A Defensoria Pública tem especial importância no combate à violência política e aos discursos de ódio na propaganda política e eleitoral. Recentemente, a Lei nº 14.192/2021 alterou o Código Eleitoral e criminalizou expressamente a violência política, vedando qualquer tipo de propaganda que deprecie a condição de mulher ou estimule sua discriminação em razão do sexo feminino, ou em relação à sua cor, raça ou etnia. O novel tipo penal do art. 326-B, por exemplo, criminalizou conduta com a finalidade de impedir ou de dificultar a campanha eleitoral da mulher ou o desempenho de seu mandato eletivo.

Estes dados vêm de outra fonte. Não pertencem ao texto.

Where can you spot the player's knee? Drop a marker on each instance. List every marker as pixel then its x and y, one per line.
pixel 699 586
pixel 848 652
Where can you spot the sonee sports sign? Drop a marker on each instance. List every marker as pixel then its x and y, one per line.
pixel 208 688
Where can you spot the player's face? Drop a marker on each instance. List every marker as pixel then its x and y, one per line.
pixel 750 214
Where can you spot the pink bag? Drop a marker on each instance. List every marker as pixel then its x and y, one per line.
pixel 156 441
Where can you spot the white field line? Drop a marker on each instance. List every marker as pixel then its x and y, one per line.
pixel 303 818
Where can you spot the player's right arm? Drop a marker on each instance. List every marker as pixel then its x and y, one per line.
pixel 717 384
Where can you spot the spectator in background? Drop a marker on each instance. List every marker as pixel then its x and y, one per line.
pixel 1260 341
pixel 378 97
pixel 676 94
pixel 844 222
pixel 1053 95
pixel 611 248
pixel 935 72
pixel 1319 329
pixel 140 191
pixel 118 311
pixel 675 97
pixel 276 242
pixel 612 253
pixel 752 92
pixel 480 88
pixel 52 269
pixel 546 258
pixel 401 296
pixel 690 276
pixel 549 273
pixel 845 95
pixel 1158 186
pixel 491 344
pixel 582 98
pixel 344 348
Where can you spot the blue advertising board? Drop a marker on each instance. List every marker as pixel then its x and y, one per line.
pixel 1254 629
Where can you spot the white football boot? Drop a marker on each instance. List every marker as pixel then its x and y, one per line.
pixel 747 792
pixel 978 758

O discurso de ódio e a violência política, além de vedados na campanha eleitoral, em tese podem dar ensejo a ação civil pública proposta pela Defensoria Pública, com pedido de dano moral coletivo na Justiça comum. Da mesma forma, a fraude às cotas de gênero pelos partidos políticos – prática que impede na prática a promoção da participação política das mulheres – a par da cassação dos eleitos em chapas em que constatada, poderá, em tese, também redundar em dano moral coletivo pedido em sede de ação civil pública. No âmbito dos núcleos de defesa dos direitos da mulher, portanto, é possível o combate à violência política de gênero.

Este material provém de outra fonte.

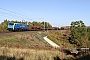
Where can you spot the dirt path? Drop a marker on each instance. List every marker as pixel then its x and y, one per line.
pixel 51 42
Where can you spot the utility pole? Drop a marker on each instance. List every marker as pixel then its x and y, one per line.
pixel 44 26
pixel 47 26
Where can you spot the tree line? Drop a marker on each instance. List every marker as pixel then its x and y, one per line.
pixel 4 24
pixel 80 34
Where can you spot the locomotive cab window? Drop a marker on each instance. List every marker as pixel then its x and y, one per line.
pixel 11 23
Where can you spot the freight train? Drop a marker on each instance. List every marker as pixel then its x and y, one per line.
pixel 17 26
pixel 24 27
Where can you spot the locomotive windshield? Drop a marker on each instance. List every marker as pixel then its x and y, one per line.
pixel 11 23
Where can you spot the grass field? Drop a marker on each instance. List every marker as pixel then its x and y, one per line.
pixel 32 46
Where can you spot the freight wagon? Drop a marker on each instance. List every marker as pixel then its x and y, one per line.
pixel 17 26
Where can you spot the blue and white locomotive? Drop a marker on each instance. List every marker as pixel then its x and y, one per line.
pixel 17 26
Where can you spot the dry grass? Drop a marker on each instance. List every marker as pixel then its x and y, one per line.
pixel 32 54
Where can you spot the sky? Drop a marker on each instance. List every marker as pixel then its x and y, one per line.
pixel 56 12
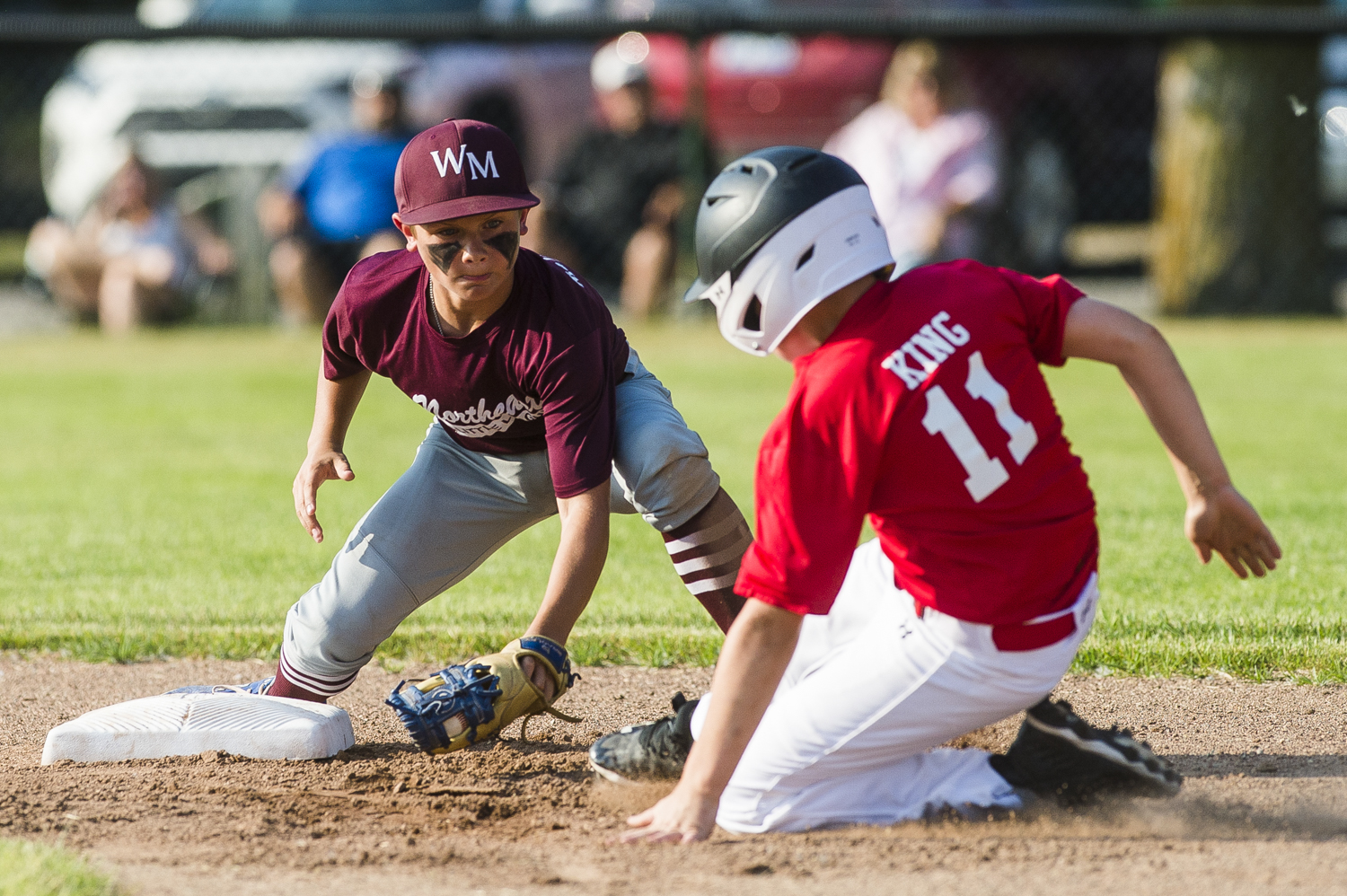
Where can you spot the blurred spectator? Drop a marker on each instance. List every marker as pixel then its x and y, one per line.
pixel 131 259
pixel 931 167
pixel 336 207
pixel 619 194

Na seara socioeducativa e prisional, a Justiça Eleitoral tem se empenhado em garantir o direito ao voto para o preso provisório e para o adolescente em cumprimento de medida de internação. A instalação de seções eleitorais em unidades prisionais e socioeducativas possibilita o exercício dos direitos políticos por aqueles que se encontram com a liberdade cerceada, mas sem a suspensão dos seus direitos. O Brasil é um dos poucos países do mundo que garante o voto aos adolescentes que, assim, precisam ser informados de seus direitos políticos, pois, segundo o Estatuto da Criança e do Adolescente (ECA), tem direito a “participar da vida política, na forma da lei” (art. 16, VI). A Defensoria Pública, como órgão da execução penal e como órgão com atuação no Sistema Nacional de Atendimento Socioeducativo (Sinase), tem o dever de ofício de garantir o exercício do voto àqueles provisoriamente segregados do convívio social.
Outro ponto de interseção da Defensoria Pública com a Justiça Eleitoral é a educação em direitos. Ambas as instituições se esforçam na promoção dos direitos humanos por meio de ações de comunicação e de interlocução com a sociedade para promoção dos direitos humanos e consequente fortalecimento da democracia. Aos defensores públicos, por exemplo, cabe a intervenção para que a pessoa idosa tenha a participação na vida política, na forma do Estatuto do Idoso, para que à pessoa com deficiência haja a “garantia do livre exercício do direito ao voto e, para tanto, sempre que necessário e a seu pedido, permissão para que a pessoa com deficiência seja auxiliada na votação por pessoa de sua escolha”, na forma da Lei Brasileira de Inclusão da Pessoa com Deficiência.
A atuação realizada pela Defensoria Pública em relação à efetivação dos direitos políticos e defesa do regime democrático evidenciam a sua essencialidade para o exercício da função jurisdicional da Justiça Eleitoral, ocupando espaço que não se confunde com a atuação fiscalizatória do Ministério Público e nem com o patrocínio de partidos e candidaturas pelos advogados privados. O novo Código Eleitoral – atualmente em tramitação no Senado, após aprovação pela Câmara dos Deputados – precisa incluir a Defensoria Pública Eleitoral e regulamentar a atuação dos defensores públicos nos órgãos da Justiça Eleitoral de modo a efetivar a defesa dos hipossuficientes e efetivar o exercício dos direitos políticos previstos na constituição com a promoção do pluralismo e da proteção dos mais vulnerabilizados que necessitam de defesa técnica, por exemplo, contra as graves consequências jurídicas advindas de eventuais processos por abuso de poder, conduta vedada, criminais ou de prestação de contas.
Nota______________________
1MONTEIRO, Vitor de Andrade. “Direitos humanos e direitos políticos: perspectivas e tendências do Direito eleitoral perante o Sistema Interamericano de Direitos Humanos”. In Revista do Instituto Interamericano dos Direitos Humanos, Vol. 61, p. 174.